Properties are serialized as a dictionary using ElementWriter.write_dictionary().

Container Children

Container child names are stored with the children: prefix:

children:<container_path> → [child_name1, child_name2, ...]

Example:

children:/users → ["john", "jane", "admin"]
children:/products → ["widget", "gadget", "tool"]

Category Configuration

Category configuration is stored with the config: prefix:

config:<category_path> → [type_label: string, expression: string]

Example:

config:/categories/active-users → ["User", "status == 'active'"]
config:/categories/expensive-products → ["Product", "price > 100"]

Catalogue Configuration

Catalogue configuration is stored with the catcfg: prefix:

catcfg:<catalogue_path> → [type_label: string, expression: string]

Example:

catcfg:/catalogues/users-by-role → ["User", "role"]
catcfg:/catalogues/products-by-category → ["Product", "category"]

Type Index

The global type index maps type labels to document paths:

typeidx:<type_label> → [doc_path1, doc_path2, ...]

Examples:

typeidx:User → ["/users/john", "/users/jane", "/users/admin"]
typeidx:Product → ["/products/widget", "/products/gadget"]
typeidx:Order → ["/orders/001", "/orders/002"]

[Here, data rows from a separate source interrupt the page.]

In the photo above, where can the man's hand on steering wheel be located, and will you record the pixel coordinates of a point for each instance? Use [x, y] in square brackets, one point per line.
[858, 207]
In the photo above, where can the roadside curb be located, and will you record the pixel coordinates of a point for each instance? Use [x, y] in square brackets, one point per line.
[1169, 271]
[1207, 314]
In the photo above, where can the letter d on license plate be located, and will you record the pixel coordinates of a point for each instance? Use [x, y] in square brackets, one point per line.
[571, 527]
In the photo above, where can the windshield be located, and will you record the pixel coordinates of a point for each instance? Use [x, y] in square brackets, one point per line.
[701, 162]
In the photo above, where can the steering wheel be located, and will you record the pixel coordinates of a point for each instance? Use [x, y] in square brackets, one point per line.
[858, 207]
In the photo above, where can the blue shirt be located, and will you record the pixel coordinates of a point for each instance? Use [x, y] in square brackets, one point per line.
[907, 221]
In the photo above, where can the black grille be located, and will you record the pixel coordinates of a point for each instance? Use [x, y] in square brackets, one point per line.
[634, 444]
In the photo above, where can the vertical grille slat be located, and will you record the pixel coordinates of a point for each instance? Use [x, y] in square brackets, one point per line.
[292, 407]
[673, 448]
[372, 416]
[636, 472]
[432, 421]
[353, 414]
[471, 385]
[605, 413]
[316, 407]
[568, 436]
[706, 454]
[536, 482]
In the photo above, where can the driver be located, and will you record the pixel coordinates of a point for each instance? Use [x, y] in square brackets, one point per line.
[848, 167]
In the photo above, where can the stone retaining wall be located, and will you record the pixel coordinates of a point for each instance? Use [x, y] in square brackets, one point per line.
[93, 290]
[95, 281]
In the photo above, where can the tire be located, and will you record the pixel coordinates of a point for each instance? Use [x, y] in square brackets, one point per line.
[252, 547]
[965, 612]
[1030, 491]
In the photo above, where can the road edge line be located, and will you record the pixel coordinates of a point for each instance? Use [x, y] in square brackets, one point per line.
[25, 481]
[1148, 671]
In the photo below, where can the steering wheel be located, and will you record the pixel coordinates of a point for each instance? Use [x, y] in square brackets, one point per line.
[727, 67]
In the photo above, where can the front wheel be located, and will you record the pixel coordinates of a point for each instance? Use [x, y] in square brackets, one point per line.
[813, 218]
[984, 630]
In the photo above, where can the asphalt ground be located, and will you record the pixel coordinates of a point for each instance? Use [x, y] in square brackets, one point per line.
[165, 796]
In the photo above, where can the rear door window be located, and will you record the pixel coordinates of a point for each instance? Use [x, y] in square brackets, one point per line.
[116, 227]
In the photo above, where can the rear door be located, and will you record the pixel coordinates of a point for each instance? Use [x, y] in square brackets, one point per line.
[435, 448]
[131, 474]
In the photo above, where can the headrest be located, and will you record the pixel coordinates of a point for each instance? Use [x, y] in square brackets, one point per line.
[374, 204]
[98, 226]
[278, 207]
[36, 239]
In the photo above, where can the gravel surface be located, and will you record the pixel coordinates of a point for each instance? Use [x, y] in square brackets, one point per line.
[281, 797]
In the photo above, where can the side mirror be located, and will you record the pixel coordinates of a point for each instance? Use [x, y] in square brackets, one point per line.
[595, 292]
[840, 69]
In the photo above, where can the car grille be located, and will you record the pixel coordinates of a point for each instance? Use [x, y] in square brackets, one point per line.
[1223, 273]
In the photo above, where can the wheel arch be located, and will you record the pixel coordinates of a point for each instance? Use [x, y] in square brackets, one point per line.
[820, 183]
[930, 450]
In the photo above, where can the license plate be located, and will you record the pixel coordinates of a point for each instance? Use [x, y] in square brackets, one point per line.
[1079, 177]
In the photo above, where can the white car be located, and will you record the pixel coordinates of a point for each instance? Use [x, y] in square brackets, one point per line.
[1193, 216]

This enables fast lookup of all documents of a specific type.

Category Members

Category member sets are stored with the cat: prefix and :members suffix:

cat:<category_path>:members → [doc_path1, doc_path2, ...]

Examples:

cat:/categories/active-users:members → ["/users/john", "/users/jane"]
cat:/categories/expensive-products:members → ["/products/widget", "/products/gadget"]

Catalogue Groups

Catalogue groups use the catl: prefix with two key patterns:

Group Members

catl:<catalogue_path>:group:<key_value> → [doc_path1, doc_path2, ...]

Examples:

catl:/catalogues/users-by-role:group:admin → ["/users/admin"]
catl:/catalogues/users-by-role:group:user → ["/users/john", "/users/jane"]
catl:/catalogues/products-by-category:group:electronics → ["/products/widget", "/products/gadget"]

Group Keys List

catl:<catalogue_path>:keys → [key1, key2, ...]

Examples:

catl:/catalogues/users-by-role:keys → ["admin", "user", "guest"]
catl:/catalogues/products-by-category:keys → ["electronics", "clothing", "food"]

N-gram Index

Text search indices use the idx: prefix with n-gram type specifiers:

Trigram Index

idx:<index_path>:tri:<trigram> → [doc_path1, doc_path2, ...]

Examples:

idx:/indices/document-search:tri:the → ["/docs/doc1", "/docs/doc2", "/docs/doc3"]
idx:/indices/document-search:tri:ing → ["/docs/doc1", "/docs/doc4"]

Bigram Reverse Index

Used for finding trigrams that contain a specific bigram:

idx:<index_path>:bi:<bigram> → [trigram1, trigram2, ...]

Example:

idx:/indices/document-search:bi:th → ["the", "tha", "thi"]

Unigram Reverse Index

Used for finding bigrams that start with a specific character:

idx:<index_path>:uni:<unigram> → [bigram1, bigram2, ...]

Example:

idx:/indices/document-search:uni:t → ["th", "tr", "to"]

Document Content Cache

Stores the indexed content for a document (used for reindexing):

idx:<index_path>:doc:<doc_path> → <indexed_content>

Example:

idx:/indices/document-search:doc:/docs/doc1 → "The quick brown fox jumps over the lazy dog"

Value Serialization

All values are serialized using the ElementSerializer system with type tags for proper deserialization.

Type Codes

Code Type Description
0x00 NULL Null value
0x01 BOOL Boolean (1 byte)
0x02 INT64 64-bit signed integer (big-endian)
0x03 UINT64 64-bit unsigned integer (big-endian)
0x04 DOUBLE 64-bit IEEE 754 floating point
0x05 STRING Length-prefixed UTF-8 string
0x06 BINARY Length-prefixed binary data
0x07 ARRAY Count-prefixed array of elements
0x08 DICTIONARY Count-prefixed key-value pairs

String Encoding

Strings are serialized as:

[length: int64][utf-8 bytes]

Set/Array Encoding

Sets (like member lists) are serialized as arrays:

[ARRAY_CODE: 0x07][count: int64][element1][element2]...[elementN]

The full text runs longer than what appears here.